Entscheidungsstichwort (Thema)
Zulässigkeit wiederholter Befristung der Arbeitsverhältnisse einer angestellten Lehrerin
Leitsatz (redaktionell)
Bei 11 befristeten Arbeitsverträgen mit einer Gesamtdauer von rund 5 1/2 Jahren, die sämtlich auf Vertretungsbedarf als Grund für die Befristung gestützt wurden, ist noch nicht von einem Missbrauch des Befristungsgrundes der Vertretung auszugehen.
Orientierungssatz
Einzelfall einer wirksamen (mittelbaren) Vertretungsbefristung im Schulbereich, unter anderem da trotz zwischen den Parteien abgeschlossener 19 Arbeits-/Änderungsverträgen in rund 5 1/2 Jahren ein institutioneller Rechtsmissbrauch nicht anzunehmen war; allerdings wurde aufgrund Erklärungen der Parteien in der Güteverhandlung vor dem Arbeitsgericht durch eine nicht die Schriftform wahrende Vereinbarung einer Prozessbeschäftigung ein Arbeitsverhältnis zu den zuletzt vereinbarten Arbeitsbedingungen (neu) begründet.
Normenkette
TzBfG § 14 Abs. 1 Sätze 1, 2 Nr. 3, Abs. 4; BGB § 126 Abs. 4, § 127a
Verfahrensgang
ArbG Gießen (Entscheidung vom 14.02.2014; Aktenzeichen 10 Ca 226/13) |
Tenor
Die Berufung der Klägerin gegen das Urteil des Arbeitsgerichts Gießen vom 14. Februar 2014 - Aktenzeichen 10 Ca 226/13 - wird, soweit es den abgewiesenen allgemeinen Feststellungsantrag zu 2 betrifft, als unzulässig verworfen.

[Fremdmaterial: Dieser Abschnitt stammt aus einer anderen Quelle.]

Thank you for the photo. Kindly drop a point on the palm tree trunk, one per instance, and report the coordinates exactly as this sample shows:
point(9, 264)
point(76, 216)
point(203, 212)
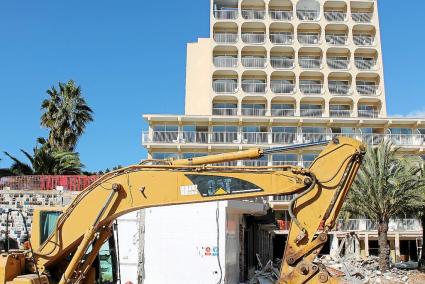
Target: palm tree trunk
point(383, 245)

Unter Zurückweisung der Berufung im Übrigen wird das Urteil des Arbeitsgerichts Gießen vom 14. Februar 2014 - Aktenzeichen 10 Ca 226/13 - teilweise abgeändert und festgestellt, dass das Arbeitsverhältnis zwischen den Parteien nicht aufgrund der weiteren Befristung gemäß den gerichtlich protokollierten Erklärungen der Parteien vom 3. September 2013 zum Ende des rechtskräftigen Abschlusses des vorliegenden Befristungsprozesses endet.
Von den Kosten des Rechtsstreits haben die Klägerin 2/5 und das beklagte Land 3/5 zu tragen.
Die Revision wird nicht zugelassen.
Tatbestand
Die Parteien streiten im Berufungsrechtszug weiterhin über die Wirksamkeit von zwei Befristungen und den unbefristeten Fortbestand des Arbeitsverhältnisses zwischen ihnen.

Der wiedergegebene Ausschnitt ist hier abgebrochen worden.